Create EMR cluster in AWS using terraform: Practical Step-by-Step Guide
Step 1: Install Terraform
If you haven’t already, install Terraform on your machine. You can download by referring to Install Terraform
Step 2: Configure AWS Provider
Create a new Terraform configuration file, let’s call it main.tf. In this file, you need to define the AWS provider and specify your AWS credentials. Here’s an example:
provider "aws" {
region = "us-east-1" # Replace with your desired AWS region
access_key = "YOUR_AWS_ACCESS_KEY"
secret_key = "YOUR_AWS_SECRET_KEY"
}
Replace YOUR_AWS_ACCESS_KEY and YOUR_AWS_SECRET_KEY with your actual AWS access key and secret key. Alternatively, you can use environment variables or an AWS credentials file.
Step 3: Create EMR cluster
Open the main.tf file and paste the following Terraform configuration. This configuration creates an EMR cluster with a single master node and a single core node, both using the t2.micro instance type (eligible for the AWS Free Tier).
resource "aws_iam_role" "emr_service_role" {
name = "emr_service_role"
assume_role_policy = <<EOF
{
"Version": "2008-10-17",
"Statement": [
{
"Effect": "Allow",
"Principal": {
"Service": "elasticmapreduce.amazonaws.com"
},
"Action": "sts:AssumeRole"
}
]
}
EOF
managed_policy_arns = ["arn:aws:iam::aws:policy/service-role/AmazonElasticMapReduceRole"]
}
# Define the EC2 instance profile
resource "aws_iam_role" "emr_ec2_instance_role" {
name = "emr_ec2_instance_role"
assume_role_policy = <<EOF
{
"Version": "2008-10-17",
"Statement": [
{
"Effect": "Allow",
"Principal": {
"Service": "ec2.amazonaws.com"
},
"Action": "sts:AssumeRole"
}
]
}
EOF
}
resource "aws_iam_role_policy_attachment" "emr_ec2_instance_role_policy_attachment" {
role = aws_iam_role.emr_ec2_instance_role.name
policy_arn = "arn:aws:iam::aws:policy/AmazonElasticMapReduceFullAccess"
}
resource "aws_iam_instance_profile" "emr_instance_profile" {
name = "emr_instance_profile"
role = aws_iam_role.emr_ec2_instance_role.name
}
resource "aws_emr_cluster" "example_cluster" {
name = "Example Cluster"
release_label = "emr-5.32.0"
applications = ["Spark", "Hadoop"]
service_role = aws_iam_role.emr_service_role.arn
ec2_attributes {
instance_profile = aws_iam_instance_profile.emr_instance_profile.arn
}
master_instance_group {
instance_type = "m5.xlarge"
}
core_instance_group {
instance_type = "m5.xlarge"
instance_count = 1
}
}
Step 4: Initialize Terraform
Open your terminal or command prompt, navigate to the directory containing your main.tf file, and run the following command to initialize Terraform:
terraform init
Step 5: Review the Execution Plan
Before applying the configuration, you can review the execution plan by running:
terraform plan
Step 6: Apply the Configuration
If the execution plan looks good, apply the configuration by running:
terraform apply
This command will prompt you to confirm the changes.

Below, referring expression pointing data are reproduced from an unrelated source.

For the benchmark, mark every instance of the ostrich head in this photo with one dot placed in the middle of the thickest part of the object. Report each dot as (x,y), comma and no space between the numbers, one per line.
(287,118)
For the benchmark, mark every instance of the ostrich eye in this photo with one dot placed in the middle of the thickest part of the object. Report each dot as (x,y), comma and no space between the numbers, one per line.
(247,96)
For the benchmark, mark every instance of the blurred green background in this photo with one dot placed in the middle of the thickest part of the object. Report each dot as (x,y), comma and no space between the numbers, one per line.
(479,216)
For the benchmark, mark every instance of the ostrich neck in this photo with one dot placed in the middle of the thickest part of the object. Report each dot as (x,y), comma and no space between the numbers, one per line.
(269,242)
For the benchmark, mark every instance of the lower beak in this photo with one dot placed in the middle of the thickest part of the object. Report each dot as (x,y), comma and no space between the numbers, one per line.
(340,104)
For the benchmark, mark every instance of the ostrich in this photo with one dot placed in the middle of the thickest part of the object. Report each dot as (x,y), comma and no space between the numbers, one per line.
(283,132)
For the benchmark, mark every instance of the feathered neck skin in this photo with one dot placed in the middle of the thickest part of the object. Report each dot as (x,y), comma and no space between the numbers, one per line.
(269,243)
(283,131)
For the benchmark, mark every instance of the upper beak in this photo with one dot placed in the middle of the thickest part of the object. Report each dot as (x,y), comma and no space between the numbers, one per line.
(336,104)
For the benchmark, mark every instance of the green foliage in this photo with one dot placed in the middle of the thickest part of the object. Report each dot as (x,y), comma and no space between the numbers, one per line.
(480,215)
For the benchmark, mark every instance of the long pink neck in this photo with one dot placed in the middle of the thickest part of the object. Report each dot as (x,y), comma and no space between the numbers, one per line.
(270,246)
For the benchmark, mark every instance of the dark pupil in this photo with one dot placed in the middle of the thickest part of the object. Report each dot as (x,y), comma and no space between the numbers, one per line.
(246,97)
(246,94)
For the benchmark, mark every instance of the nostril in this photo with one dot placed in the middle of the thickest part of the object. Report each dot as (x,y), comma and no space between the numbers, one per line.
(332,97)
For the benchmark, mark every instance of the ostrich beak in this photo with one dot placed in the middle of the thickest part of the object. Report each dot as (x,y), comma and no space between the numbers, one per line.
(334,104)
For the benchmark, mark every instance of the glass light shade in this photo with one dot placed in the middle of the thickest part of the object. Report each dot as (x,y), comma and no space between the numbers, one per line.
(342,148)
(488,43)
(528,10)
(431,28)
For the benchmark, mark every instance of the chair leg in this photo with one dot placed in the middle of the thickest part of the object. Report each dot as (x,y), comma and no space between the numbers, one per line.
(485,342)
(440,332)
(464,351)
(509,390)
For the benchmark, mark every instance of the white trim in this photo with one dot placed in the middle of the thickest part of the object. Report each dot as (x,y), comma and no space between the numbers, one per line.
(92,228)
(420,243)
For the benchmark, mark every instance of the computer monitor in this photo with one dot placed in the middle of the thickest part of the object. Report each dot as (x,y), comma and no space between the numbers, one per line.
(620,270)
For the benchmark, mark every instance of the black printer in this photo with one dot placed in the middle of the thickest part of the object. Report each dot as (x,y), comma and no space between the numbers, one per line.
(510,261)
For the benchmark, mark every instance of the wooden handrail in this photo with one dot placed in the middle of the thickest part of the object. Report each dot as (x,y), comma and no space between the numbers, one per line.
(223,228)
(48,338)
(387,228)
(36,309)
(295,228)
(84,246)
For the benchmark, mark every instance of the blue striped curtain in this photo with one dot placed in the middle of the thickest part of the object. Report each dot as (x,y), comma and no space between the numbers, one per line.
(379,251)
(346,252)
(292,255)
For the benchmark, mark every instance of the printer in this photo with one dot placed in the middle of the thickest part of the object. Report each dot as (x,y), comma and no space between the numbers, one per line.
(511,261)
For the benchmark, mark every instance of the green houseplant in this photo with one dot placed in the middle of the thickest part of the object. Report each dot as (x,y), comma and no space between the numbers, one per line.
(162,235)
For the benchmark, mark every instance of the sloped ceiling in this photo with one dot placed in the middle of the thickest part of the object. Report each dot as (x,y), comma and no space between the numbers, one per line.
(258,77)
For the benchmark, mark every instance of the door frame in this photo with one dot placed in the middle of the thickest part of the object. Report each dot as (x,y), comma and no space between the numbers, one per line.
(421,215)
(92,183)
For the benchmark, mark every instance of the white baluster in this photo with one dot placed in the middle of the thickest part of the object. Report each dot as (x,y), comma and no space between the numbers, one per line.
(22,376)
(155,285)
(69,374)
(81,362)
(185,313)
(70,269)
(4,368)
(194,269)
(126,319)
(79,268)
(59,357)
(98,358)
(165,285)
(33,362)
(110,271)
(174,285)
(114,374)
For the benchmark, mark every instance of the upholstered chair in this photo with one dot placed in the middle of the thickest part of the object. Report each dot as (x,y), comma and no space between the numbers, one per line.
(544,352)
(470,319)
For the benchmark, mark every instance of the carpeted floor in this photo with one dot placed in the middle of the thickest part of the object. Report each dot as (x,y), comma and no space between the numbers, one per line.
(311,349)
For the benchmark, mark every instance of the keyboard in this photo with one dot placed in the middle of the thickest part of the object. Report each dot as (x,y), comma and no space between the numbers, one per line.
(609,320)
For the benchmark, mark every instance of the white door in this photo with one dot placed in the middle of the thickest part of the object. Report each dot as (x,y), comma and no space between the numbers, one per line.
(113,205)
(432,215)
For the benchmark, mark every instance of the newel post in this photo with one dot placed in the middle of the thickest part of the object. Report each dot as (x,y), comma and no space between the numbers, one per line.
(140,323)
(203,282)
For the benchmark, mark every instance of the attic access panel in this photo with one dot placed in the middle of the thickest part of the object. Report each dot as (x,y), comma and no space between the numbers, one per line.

Type yes to proceed. Terraform will create the AWS cluster in AWS according to your configuration.
Step 7: Verify the deployment via the AWS console
Step 8: Delete the deployment.
You can delete the AWS ECR once it’s not required via the following command in the cli:
terraform destory
How To Create EMR Cluster In AWS Using Terraform ?
In today’s data-driven world, big data processing has become an integral part of many organizations’ workflows. Amazon EMR (Elastic MapReduce) is a cloud-based platform provided by Amazon Web Services (AWS) that simplifies the process of running and scaling Apache Hadoop and Apache Spark clusters for big data processing. EMR takes care of provisioning compute resources, installing and configuring the required software, and managing the cluster lifecycle, allowing you to focus on your data processing tasks rather than the underlying infrastructure.
While you can create an EMR cluster using the AWS Management Console or Command Line Interface (CLI), managing infrastructure as code with Terraform offers several advantages. Terraform is an open-source Infrastructure as Code (IaC) tool that enables you to define, provision, and manage your cloud infrastructure resources in a consistent, repeatable, and version-controlled manner.